U.S. investors have turned a little less bearish on the stock market, but it isn’t because they’re suddenly optimistic.
A number of ongoing headwinds and uncertainties — ranging from trade-policy uncertainty to the impact that rising bond yields and changing central-bank policy will have on stocks — has kept equities in a tight trading range for months.
With Wall Street apparently aimless, showing few pronounced moves in either direction, market participants have apparently followed suit with their views on where things could be headed. But while investors can’t be described as fearful, there are also few signs of enthusiasm, let alone euphoria.
According to the AAII Investor Sentiment Survey, just 20.6% of investors describe themselves as bearish, meaning they expect stocks to be lower six months from now. That’s a drop of five percentage points from last week, which not only makes it the second-lowest reading of the year, but puts it in “unusually low” territory, just barely eking below the 20.7% threshold that AAII uses to determine that level.
Bearish sentiment has been below its long-term average of 30.5% for five straight weeks, as well as in 19 of the past 23 readings.
However, the opposite doesn’t exactly apply to bullish sentiment. While it rose by 3.2 percentage points in the latest AAII survey, at 36.7% it is below its long-term average of 38.5%. This is the 12th straight week that optimism has been below its historical average.
The dominant view on markets seems to be tepid one. Fully 42.7% of investors describe themselves as neutral on the market, expecting things to remain essentially unchanged over the coming six months. This is the highest reading for neutral sentiment since March, and it represents the 13th straight week that it has been above the historical average of 31%.
That a plurality of investors are neither optimistic nor pessimistic reflects the general view of analysts, investment banks, and fund managers. There are growing concerns that the economy is in the late stage of the economic cycle, although most believe that there are months, if not years, before it turns into recession.

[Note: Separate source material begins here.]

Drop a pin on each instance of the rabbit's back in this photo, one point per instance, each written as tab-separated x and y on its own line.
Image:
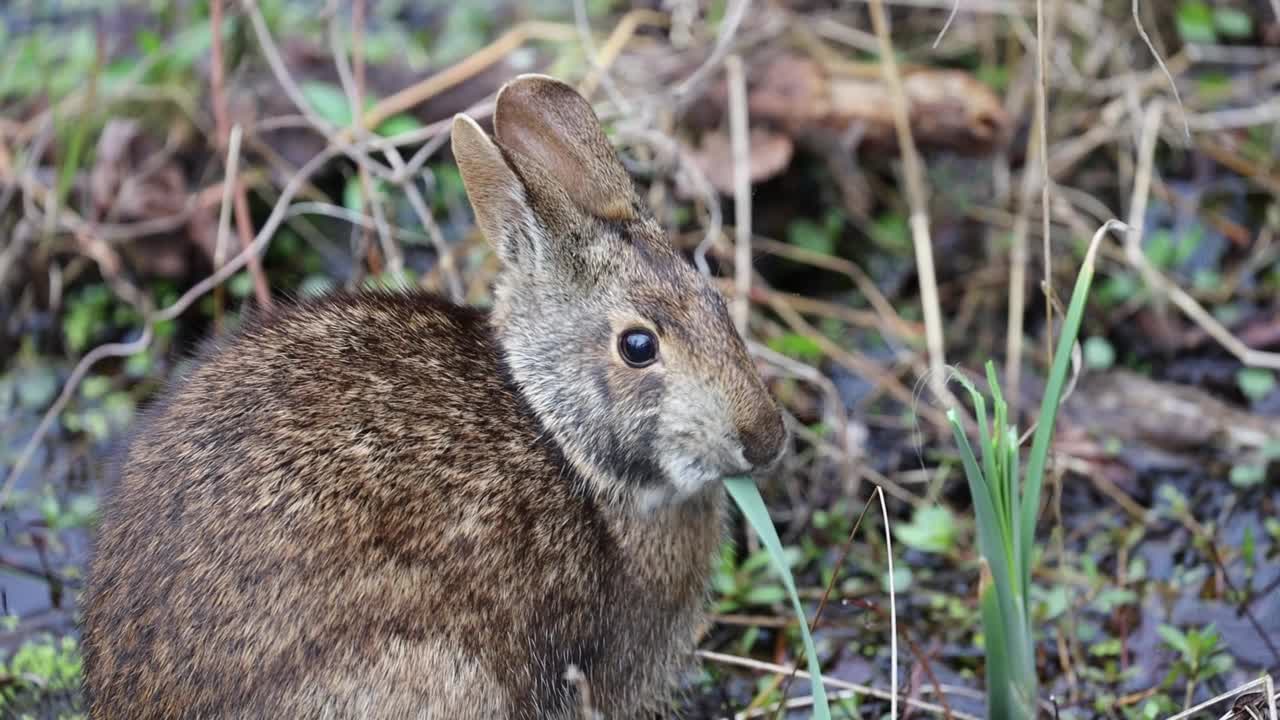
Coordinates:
346	505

Morgan Stanley has warned about “the end of easy,” in terms of making money from stocks, calculating that expectations for future returns were at an 11-year low, or at their weakest level since before the financial crisis.
According to the latest BofA Merrill Lynch survey, the ratio of fund managers who expect the global economy to be stronger in a year is at its lowest reading since February 2016, although more than three-fourths of surveyed investors said the stock market hadn’t peaked, and 43% said the next recession wouldn’t start until 2020 or later.